Cloud systems are far more flexible than the current configuration, meaning they can be upgraded or modified at a faster rate.

While there may be some difficulty in transferring some older programs, ultimately, the future of computing is in the cloud.

Cloud security needs to be a top priority

Consider that according to a report from cybersecuirty company Thales, 34 percent of federal agencies experienced a data breach last year, and 65 percent have experienced a data breach at one point in the past.

“Federal governments around the world are racing to boost data security against odds not generally faced in the private sector today. A ‘perfect storm’ of very old systems, tight budgets and being a prime cyber-crime target,” Garrett Bekker, 451 Research Principal Analyst, wrote in the report.

And that’s why cloud security is absolutely essential.
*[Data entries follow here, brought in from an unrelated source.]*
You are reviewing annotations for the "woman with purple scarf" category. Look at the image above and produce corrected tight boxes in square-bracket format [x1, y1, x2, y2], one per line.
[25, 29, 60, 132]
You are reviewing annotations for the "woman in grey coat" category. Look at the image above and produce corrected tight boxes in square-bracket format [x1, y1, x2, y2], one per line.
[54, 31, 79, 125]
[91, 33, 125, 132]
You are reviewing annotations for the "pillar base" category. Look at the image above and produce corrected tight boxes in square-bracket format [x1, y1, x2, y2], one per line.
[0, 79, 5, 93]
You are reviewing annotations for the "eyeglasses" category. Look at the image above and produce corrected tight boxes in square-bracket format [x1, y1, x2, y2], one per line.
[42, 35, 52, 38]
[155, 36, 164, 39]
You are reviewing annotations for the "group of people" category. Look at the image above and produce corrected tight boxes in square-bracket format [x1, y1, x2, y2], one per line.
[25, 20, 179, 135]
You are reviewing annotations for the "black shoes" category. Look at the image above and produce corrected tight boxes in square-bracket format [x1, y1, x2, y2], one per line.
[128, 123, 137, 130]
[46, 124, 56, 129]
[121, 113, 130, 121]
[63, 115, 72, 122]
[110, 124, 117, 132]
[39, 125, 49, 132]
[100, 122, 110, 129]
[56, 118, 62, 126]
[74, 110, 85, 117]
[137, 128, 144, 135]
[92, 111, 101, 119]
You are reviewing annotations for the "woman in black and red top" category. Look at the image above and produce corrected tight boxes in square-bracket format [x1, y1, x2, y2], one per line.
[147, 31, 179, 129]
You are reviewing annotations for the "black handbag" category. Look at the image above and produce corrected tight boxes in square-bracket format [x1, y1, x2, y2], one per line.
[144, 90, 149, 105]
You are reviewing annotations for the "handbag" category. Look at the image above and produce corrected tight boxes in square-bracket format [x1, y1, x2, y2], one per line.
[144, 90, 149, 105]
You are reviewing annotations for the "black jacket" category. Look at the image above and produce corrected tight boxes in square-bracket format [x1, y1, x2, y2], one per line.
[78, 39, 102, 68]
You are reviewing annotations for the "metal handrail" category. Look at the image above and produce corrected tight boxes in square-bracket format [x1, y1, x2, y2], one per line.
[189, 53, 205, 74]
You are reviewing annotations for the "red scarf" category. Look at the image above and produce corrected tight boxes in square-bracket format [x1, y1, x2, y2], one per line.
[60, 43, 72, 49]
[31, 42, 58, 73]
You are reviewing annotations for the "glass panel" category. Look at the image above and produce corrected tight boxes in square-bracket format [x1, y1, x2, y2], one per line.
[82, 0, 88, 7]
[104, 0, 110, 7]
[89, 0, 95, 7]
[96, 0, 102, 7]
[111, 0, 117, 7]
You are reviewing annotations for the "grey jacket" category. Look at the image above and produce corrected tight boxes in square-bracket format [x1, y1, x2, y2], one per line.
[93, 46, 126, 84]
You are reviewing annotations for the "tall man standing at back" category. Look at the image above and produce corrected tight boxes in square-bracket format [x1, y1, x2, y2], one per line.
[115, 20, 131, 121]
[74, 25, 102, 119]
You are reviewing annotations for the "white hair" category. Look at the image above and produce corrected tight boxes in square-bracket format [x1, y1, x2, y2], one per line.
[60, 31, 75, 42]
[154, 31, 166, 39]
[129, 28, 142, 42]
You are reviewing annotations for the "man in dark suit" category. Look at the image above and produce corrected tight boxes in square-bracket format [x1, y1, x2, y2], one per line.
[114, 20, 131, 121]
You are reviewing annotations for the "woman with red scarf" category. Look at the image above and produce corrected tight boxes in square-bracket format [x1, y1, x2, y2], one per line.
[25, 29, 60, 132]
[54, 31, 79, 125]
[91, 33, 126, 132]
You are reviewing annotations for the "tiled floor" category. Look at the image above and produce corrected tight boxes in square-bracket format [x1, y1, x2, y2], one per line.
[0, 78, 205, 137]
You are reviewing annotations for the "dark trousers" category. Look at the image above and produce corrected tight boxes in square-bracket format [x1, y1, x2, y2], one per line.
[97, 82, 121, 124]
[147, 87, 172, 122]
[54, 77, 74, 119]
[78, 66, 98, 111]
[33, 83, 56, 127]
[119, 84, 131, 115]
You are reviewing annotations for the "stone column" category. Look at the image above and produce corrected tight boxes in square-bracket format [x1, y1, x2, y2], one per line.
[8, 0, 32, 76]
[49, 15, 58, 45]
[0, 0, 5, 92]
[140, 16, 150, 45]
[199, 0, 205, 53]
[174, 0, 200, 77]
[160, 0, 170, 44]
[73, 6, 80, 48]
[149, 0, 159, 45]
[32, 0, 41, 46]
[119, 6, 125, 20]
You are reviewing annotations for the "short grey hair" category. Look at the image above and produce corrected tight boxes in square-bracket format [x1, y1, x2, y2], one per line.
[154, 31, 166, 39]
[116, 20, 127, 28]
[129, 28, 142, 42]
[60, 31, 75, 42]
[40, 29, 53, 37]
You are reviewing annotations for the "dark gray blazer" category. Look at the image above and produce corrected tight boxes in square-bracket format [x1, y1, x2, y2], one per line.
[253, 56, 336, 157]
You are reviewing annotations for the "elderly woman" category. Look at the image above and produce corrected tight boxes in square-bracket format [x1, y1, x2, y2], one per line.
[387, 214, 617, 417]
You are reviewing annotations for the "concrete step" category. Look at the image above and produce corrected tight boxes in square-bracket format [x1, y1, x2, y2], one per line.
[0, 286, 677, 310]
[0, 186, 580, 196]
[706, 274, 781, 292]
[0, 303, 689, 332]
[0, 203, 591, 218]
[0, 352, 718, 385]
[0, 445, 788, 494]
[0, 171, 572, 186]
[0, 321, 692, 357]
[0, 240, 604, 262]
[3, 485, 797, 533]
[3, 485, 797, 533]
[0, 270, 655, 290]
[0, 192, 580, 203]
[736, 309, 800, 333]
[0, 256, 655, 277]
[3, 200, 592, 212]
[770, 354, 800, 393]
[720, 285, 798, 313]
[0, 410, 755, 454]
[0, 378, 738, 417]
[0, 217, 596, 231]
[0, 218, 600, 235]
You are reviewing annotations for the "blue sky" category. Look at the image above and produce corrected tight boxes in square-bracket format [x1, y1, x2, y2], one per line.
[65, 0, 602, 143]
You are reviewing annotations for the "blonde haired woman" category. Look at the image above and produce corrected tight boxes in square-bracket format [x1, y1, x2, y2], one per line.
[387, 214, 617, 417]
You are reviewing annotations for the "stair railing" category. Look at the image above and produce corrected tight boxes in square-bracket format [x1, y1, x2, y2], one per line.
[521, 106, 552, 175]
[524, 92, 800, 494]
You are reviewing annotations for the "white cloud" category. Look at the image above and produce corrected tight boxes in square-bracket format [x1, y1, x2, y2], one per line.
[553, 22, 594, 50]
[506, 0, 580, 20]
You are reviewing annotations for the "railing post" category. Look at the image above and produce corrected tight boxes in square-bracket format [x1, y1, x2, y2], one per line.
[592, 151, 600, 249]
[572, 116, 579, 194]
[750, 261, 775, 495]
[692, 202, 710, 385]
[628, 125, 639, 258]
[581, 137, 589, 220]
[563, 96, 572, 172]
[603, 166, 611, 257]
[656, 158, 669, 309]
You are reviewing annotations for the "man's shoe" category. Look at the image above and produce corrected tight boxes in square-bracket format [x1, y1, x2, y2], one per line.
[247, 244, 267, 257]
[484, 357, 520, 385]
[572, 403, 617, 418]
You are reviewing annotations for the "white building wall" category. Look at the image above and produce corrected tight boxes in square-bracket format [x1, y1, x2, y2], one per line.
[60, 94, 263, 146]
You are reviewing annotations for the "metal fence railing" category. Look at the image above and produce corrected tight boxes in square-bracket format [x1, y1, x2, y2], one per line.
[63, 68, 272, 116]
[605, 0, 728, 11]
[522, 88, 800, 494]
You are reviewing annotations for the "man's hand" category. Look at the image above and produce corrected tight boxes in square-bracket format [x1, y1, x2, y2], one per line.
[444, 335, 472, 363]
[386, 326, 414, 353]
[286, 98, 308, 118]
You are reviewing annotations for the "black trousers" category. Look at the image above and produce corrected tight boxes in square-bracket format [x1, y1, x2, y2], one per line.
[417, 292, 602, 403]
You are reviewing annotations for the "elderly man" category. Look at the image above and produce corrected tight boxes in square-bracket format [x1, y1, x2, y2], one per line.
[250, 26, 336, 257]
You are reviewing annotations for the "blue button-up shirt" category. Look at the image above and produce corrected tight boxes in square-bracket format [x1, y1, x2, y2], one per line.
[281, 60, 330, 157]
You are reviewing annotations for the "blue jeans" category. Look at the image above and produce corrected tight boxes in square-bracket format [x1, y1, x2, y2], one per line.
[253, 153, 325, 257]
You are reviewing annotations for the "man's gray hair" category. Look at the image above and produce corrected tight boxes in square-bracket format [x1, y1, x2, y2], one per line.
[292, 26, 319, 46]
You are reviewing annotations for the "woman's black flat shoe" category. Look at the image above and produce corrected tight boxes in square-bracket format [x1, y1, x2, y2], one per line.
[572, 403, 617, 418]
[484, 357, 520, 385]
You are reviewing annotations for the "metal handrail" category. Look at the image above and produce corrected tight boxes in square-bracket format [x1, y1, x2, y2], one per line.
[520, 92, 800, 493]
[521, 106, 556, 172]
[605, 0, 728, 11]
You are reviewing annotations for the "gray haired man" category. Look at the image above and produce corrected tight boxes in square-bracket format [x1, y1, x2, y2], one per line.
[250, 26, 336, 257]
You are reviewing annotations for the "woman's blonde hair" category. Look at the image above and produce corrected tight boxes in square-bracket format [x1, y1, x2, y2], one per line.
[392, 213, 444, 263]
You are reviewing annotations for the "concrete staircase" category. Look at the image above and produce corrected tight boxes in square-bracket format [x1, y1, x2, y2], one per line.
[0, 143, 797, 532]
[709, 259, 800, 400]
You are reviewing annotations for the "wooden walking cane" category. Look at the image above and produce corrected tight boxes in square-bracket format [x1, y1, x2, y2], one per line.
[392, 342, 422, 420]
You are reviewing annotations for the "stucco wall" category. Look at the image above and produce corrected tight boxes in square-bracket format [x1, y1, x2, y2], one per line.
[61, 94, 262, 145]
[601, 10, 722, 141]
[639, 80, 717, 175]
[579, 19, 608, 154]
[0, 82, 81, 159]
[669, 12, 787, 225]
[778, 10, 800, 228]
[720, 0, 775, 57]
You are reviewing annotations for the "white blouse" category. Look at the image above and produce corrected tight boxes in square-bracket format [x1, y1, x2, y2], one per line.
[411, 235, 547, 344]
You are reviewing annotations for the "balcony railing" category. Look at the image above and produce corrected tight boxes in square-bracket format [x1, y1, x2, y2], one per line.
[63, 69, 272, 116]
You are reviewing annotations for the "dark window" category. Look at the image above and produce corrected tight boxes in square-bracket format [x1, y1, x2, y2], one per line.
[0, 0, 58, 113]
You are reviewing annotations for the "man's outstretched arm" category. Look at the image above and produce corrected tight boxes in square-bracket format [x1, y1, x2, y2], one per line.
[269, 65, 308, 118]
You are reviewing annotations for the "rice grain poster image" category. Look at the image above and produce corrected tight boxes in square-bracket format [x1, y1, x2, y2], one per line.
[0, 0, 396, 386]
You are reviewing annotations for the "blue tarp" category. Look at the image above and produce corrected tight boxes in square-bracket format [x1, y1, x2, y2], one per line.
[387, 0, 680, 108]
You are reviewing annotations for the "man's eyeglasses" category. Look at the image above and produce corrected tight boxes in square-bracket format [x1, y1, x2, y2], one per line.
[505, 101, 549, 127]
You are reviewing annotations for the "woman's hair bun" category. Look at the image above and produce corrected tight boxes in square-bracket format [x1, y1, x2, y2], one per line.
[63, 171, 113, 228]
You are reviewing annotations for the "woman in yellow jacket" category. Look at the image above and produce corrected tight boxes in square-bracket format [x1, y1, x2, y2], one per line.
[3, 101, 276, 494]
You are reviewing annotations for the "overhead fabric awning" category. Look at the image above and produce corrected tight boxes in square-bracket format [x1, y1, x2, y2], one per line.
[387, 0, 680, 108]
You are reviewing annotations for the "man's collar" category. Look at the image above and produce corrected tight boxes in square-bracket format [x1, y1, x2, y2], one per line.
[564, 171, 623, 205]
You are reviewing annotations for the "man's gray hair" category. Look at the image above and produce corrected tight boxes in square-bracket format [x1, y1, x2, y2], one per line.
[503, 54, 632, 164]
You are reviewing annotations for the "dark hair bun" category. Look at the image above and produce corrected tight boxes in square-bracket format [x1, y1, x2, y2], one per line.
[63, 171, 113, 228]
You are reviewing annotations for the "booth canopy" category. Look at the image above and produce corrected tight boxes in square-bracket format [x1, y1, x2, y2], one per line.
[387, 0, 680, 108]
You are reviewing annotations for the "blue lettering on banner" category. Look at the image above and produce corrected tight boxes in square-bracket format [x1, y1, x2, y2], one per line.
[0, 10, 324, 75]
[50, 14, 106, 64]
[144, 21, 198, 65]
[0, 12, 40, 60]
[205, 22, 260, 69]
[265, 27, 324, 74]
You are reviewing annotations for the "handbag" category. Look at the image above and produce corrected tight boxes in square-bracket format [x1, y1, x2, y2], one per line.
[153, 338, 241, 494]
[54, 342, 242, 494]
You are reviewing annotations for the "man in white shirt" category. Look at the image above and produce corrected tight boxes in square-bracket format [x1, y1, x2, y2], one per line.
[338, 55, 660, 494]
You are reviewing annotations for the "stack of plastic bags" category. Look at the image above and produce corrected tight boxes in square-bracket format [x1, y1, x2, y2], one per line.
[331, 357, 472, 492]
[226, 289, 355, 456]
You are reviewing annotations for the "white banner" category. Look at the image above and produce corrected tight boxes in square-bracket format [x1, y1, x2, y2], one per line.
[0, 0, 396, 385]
Yes, the aforementioned speed and eventual budget reductions are great, but in a world where hacking has never been more of a threat, being able to secure your data and systems are of paramount importance.

And even in the worst case scenario where information is hacked and corrupted, the cloud allows for more comprehensive recovery options

Trump’s cybersecurity plan

President Trump has had a rocky start to his tenure, to say the least, but he has made some progress on the cybersecurity front.

While initially promising action within 90 days, his executive orders were slowed in order to comply with legal restrictions in order to prevent a similar situation that his immigration ban encountered.

The executive order did finally release in May, and the plan called for a beefed up security apparatus. Switching to the cloud would help facilitate that move.

The plan calls for a number of reports and further inquiries be made into the hack protections of the U.S. government. Many are hailing the move as a good first step towards bolstering one of the most important modern bulwarks.

With the administration looking to tackle cybersecurity and the move toward the cloud taking place at a slow and steady pace, cloud security is going to be one of the foremost priorities.

Cloud computing is the future of federal IT, even if it might take a few years to get there.

Sean Westbrook is a content specialist for a disaster recovery solution provider,  True North ITG. He regularly shares about cloud technology and IT security.